# Generalization over different cellular automata rules learned by a deep feed-forward neural network by Aach, M., Goebbert, J. H., & Jitsev, J. (2021)

source
(Aach et al. 2021)
tags
Cellular automata, Neural networks

## Summary

This paper studies the generalization abilities of neural networks on tasks involving learning the dynamics of cellular automata rules from examples.

Neural networks are trained to predict the next state of a CA from the three previous timesteps. Different training examples for a single rule corresponds to different initialization.

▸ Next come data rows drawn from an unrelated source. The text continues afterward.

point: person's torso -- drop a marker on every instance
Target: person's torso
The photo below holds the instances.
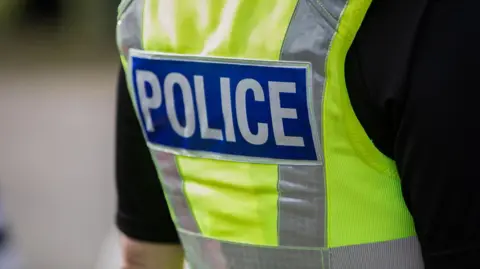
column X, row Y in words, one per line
column 247, row 116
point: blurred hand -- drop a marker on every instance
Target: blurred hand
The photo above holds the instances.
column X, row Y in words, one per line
column 144, row 255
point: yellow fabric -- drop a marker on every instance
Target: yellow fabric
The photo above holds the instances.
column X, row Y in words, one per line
column 365, row 202
column 230, row 201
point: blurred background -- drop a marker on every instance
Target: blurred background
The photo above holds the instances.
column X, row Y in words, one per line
column 58, row 65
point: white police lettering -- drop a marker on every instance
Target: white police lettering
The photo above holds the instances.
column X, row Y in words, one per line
column 205, row 131
column 170, row 81
column 148, row 103
column 279, row 113
column 241, row 93
column 227, row 109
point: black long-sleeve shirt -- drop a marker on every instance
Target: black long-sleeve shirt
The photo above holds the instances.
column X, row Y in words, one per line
column 412, row 79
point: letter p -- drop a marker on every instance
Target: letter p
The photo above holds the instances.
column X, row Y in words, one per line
column 148, row 103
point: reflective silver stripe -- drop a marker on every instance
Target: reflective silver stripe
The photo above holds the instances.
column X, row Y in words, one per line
column 302, row 191
column 205, row 253
column 173, row 187
column 398, row 254
column 129, row 26
column 129, row 36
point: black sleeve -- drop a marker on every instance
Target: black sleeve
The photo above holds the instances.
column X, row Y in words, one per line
column 412, row 75
column 437, row 145
column 142, row 209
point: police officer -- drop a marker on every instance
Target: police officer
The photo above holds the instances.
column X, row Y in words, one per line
column 299, row 134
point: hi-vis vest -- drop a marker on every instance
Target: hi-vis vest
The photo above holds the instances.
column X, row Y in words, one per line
column 245, row 110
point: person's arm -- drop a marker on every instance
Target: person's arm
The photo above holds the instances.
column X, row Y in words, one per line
column 149, row 239
column 437, row 146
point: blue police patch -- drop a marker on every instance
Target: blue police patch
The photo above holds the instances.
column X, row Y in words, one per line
column 228, row 109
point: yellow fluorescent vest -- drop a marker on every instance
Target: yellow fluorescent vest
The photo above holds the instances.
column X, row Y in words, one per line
column 347, row 212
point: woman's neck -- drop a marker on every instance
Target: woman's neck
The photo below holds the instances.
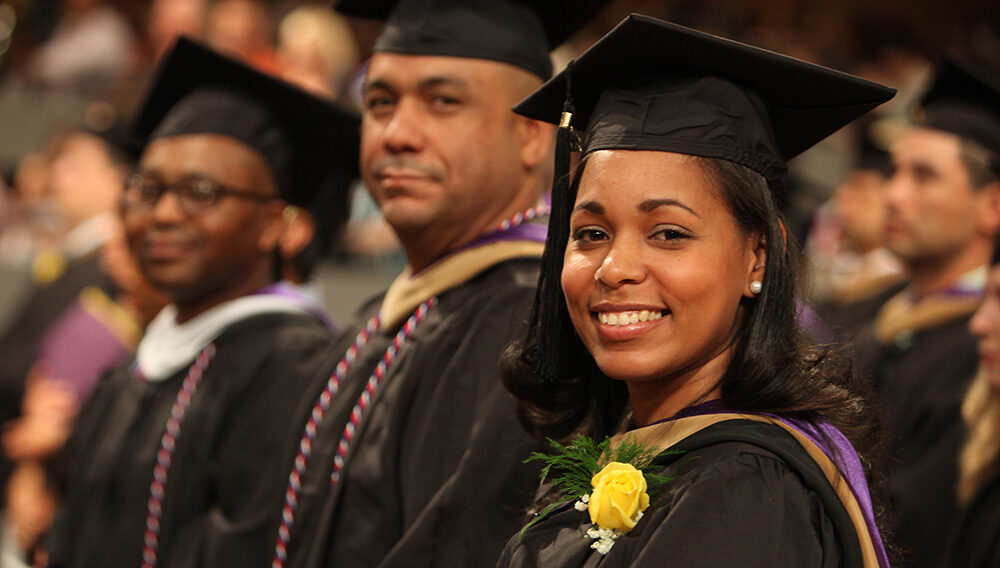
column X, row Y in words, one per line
column 659, row 399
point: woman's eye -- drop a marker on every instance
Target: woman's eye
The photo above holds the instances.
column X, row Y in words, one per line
column 670, row 234
column 589, row 234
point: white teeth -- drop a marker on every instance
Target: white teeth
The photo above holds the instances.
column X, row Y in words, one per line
column 626, row 318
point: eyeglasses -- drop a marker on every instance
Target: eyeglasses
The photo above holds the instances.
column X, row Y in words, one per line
column 194, row 195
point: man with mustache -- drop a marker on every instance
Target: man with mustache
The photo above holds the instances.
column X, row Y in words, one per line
column 177, row 459
column 410, row 451
column 943, row 215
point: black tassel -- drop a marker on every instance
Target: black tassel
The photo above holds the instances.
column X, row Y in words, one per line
column 550, row 317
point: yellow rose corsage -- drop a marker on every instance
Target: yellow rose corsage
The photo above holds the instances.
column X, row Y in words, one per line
column 609, row 483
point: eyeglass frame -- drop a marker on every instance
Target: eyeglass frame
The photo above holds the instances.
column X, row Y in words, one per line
column 221, row 191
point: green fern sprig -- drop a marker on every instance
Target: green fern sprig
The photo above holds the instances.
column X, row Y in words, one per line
column 575, row 464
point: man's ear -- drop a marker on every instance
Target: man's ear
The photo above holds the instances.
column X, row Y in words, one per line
column 988, row 213
column 537, row 141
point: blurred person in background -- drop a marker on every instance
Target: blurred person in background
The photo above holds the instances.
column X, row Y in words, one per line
column 177, row 458
column 243, row 29
column 90, row 337
column 84, row 178
column 90, row 51
column 863, row 273
column 943, row 213
column 976, row 538
column 316, row 50
column 460, row 178
column 169, row 19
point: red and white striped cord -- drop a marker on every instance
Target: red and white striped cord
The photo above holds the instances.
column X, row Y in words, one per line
column 164, row 457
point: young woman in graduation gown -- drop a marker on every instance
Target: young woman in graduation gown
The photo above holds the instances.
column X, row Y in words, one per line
column 666, row 309
column 975, row 541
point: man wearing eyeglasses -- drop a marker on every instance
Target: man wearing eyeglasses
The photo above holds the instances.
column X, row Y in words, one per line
column 179, row 459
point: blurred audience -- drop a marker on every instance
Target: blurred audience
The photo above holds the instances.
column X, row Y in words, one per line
column 849, row 237
column 84, row 179
column 316, row 50
column 975, row 541
column 91, row 49
column 943, row 213
column 243, row 29
column 169, row 19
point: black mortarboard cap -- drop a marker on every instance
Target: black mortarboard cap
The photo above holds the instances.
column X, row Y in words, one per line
column 518, row 32
column 305, row 140
column 965, row 101
column 653, row 85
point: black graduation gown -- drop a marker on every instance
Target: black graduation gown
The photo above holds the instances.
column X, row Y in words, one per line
column 921, row 381
column 731, row 503
column 435, row 476
column 976, row 542
column 20, row 342
column 227, row 479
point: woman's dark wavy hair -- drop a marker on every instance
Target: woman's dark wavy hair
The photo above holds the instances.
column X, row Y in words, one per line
column 774, row 369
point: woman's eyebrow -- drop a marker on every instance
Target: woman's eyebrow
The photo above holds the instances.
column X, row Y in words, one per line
column 651, row 204
column 590, row 207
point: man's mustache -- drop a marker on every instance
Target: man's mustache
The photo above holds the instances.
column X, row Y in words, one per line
column 409, row 165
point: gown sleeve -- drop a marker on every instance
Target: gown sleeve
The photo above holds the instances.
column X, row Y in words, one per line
column 246, row 483
column 465, row 486
column 747, row 509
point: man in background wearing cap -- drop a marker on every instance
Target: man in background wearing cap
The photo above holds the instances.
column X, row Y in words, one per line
column 176, row 460
column 412, row 452
column 943, row 214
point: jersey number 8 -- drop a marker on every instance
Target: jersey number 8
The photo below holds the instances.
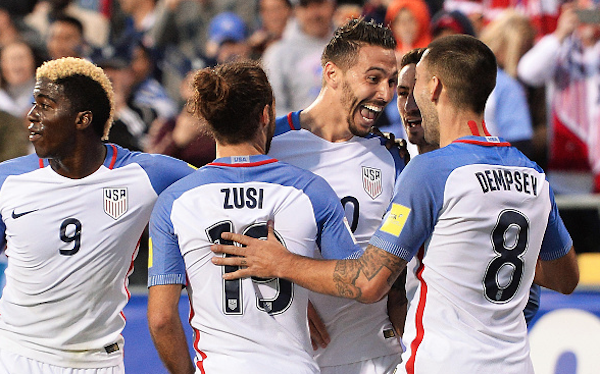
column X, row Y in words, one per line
column 509, row 253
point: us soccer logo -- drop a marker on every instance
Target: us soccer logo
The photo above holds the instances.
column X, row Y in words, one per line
column 372, row 181
column 115, row 201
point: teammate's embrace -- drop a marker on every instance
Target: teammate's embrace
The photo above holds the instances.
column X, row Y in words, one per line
column 253, row 325
column 484, row 213
column 72, row 217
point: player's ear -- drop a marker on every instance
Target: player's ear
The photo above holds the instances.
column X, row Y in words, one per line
column 84, row 119
column 435, row 88
column 266, row 115
column 332, row 74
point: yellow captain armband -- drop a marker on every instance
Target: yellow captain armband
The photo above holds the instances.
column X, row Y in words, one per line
column 396, row 218
column 149, row 253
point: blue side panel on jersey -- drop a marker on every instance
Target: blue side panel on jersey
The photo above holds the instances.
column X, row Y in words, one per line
column 161, row 170
column 19, row 165
column 16, row 166
column 557, row 240
column 282, row 125
column 168, row 266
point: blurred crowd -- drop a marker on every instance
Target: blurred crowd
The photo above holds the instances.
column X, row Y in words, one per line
column 546, row 102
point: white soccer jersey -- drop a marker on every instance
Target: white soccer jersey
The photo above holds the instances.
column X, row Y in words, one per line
column 253, row 325
column 71, row 245
column 363, row 173
column 485, row 212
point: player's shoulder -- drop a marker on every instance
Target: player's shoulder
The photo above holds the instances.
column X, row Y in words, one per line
column 18, row 166
column 121, row 157
column 287, row 123
column 161, row 170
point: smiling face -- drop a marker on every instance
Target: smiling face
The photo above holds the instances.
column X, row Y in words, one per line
column 52, row 127
column 409, row 112
column 368, row 86
column 422, row 94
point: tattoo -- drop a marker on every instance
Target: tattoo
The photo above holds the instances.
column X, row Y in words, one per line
column 369, row 265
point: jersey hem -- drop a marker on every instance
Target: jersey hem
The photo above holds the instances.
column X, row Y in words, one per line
column 164, row 279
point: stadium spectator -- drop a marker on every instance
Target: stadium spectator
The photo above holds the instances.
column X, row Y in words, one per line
column 139, row 21
column 65, row 39
column 566, row 61
column 146, row 90
column 17, row 78
column 131, row 122
column 446, row 23
column 274, row 15
column 507, row 112
column 96, row 25
column 410, row 22
column 227, row 39
column 89, row 203
column 480, row 325
column 12, row 29
column 185, row 136
column 293, row 64
column 181, row 32
column 251, row 326
column 13, row 137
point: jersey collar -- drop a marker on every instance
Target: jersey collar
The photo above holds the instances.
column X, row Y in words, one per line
column 486, row 141
column 243, row 161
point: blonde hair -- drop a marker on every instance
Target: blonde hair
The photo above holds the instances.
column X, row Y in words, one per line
column 509, row 36
column 67, row 67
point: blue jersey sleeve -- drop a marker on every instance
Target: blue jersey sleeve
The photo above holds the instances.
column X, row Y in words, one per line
column 161, row 170
column 165, row 262
column 410, row 219
column 334, row 237
column 557, row 241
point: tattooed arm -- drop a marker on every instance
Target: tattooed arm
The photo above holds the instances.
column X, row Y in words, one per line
column 367, row 279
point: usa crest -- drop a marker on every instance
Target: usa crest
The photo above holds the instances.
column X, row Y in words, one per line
column 115, row 201
column 372, row 183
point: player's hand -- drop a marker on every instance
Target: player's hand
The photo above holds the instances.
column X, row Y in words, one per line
column 258, row 258
column 392, row 141
column 318, row 332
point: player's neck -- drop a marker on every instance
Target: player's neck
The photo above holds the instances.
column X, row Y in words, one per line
column 455, row 124
column 325, row 118
column 80, row 163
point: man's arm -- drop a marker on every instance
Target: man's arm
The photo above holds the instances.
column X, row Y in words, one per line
column 398, row 304
column 367, row 279
column 166, row 328
column 560, row 275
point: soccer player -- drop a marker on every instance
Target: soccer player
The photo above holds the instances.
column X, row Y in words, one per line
column 332, row 139
column 484, row 212
column 254, row 325
column 71, row 218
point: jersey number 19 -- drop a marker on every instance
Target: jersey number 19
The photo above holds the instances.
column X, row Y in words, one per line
column 232, row 289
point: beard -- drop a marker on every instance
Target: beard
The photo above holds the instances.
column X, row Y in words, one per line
column 351, row 104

The authors study three kinds of generalization:

• Simple generalization: The network is trained on 300 different CA rules and tested on more unseen initial configurations from those 300 rules.
• Level 1 generalization: Same setup as above but the rules have variable sized neighborhoods
• Level 2 generalization: The network is trained on 300 rules with different neighborhoods sizes and tested on new initial configurations and 30 new rules.
• Level 3 generalization: This level has two setups
• Interpolation: train on rules with neighborhoods $$3\times 3$$, $$5 \times 5$$ and $$9 \times 9$$ and evaluate on rules with neighborhood $$7 \times 7$$
• Extrapolation: train on rules with neighborhoods $$3\times 3$$, $$5 \times 5$$ and $$7 \times 7$$ and evaluate on rules with neighborhood $$9 \times 9$$

The neural network used is an encoder-decoder architecture, with convolutions and down-sampling to convert input states into a low dimensional vector and convolutions + up-sampling to convert it back to the next predicted state.

For training and validation, all configurations above reach more than 90% accuracy. For the simple and level 1 generalizations (same CA rules), the test accuracy is also very high (> 90%). The test accuracy drops significantly for Level 2 and 3, where the network probably has trouble inferring the rule from the 4 previous steps only, whereas before it could have memorized those rules during training.